Visualizing the distribution of values among these datasets is tricky for two reasons:

  1. Their resolution and therefore sample size varies by several orders of magnitude. E.g. the LT-GNN dataset (not shown) has tens of millions of values and the Liu et al. dataset has 492.
  2. In some products, the most common slope by far is 0.
Code
df |> count(product)
# A tibble: 3 × 2
  product               n
  <chr>             <int>
1 Chopping et al. 4728701
2 Liu et al.          492
3 Xu et al.          2991
Code
df |> 
  group_by(product) |> 
  summarize(`% slopes = 0` = sum(slope == 0)/dplyr::n() *100)
# A tibble: 3 × 2
  product         `% slopes = 0`
  <chr>                    <dbl>
1 Chopping et al.          75.1 
2 Liu et al.                0   
3 Xu et al.                 8.19
Code
df |> 
  group_by(product) |> 
  summarize(`% slopes near 0` = sum(dplyr::near(slope, 0, tol = 0.01)/dplyr::n())*100)
# A tibble: 3 × 2
  product         `% slopes near 0`
  <chr>                       <dbl>
1 Chopping et al.              79.4
2 Liu et al.                   17.3
3 Xu et al.                    26.8

Boxplots

Standard boxplots are probably not a good fit since any values outside of 1.5 * IQR are “outliers” and because there are so many data points, a lot are “outliers”

Code
p <- ggplot(df, aes(x = slope, y = product)) + labs(x = "∆Mg/Ha/yr")

p + geom_boxplot()

You can remove “outliers”, but I’m not sure that’s the best idea.

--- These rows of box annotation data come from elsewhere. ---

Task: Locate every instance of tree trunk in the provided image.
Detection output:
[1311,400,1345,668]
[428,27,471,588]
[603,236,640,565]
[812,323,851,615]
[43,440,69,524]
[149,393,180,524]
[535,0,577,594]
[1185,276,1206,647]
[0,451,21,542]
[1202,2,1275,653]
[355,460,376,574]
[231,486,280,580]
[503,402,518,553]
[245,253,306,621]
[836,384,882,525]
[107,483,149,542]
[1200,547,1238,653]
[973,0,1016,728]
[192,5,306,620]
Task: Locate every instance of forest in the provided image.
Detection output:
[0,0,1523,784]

Chopping et al. has so many points, that it looks like all non-zero points are “outliers”.

Code
p + geom_boxplot(outliers = FALSE)

Violin plots

These don’t look great because even if you were to add lines for median and IQR, you wouldn’t be able to see them.

Code
p + geom_violin()

Point interval

This is what I settled on for now. The points show the median data value, the thick lines show the IQR (25th and 75th percentiles) and the thin lines show the middle 80% of data (10th and 90th percentiles). The vertical dashed line just shows where 0 is.

Code
tar_read(summary_plot, store = here("_targets"))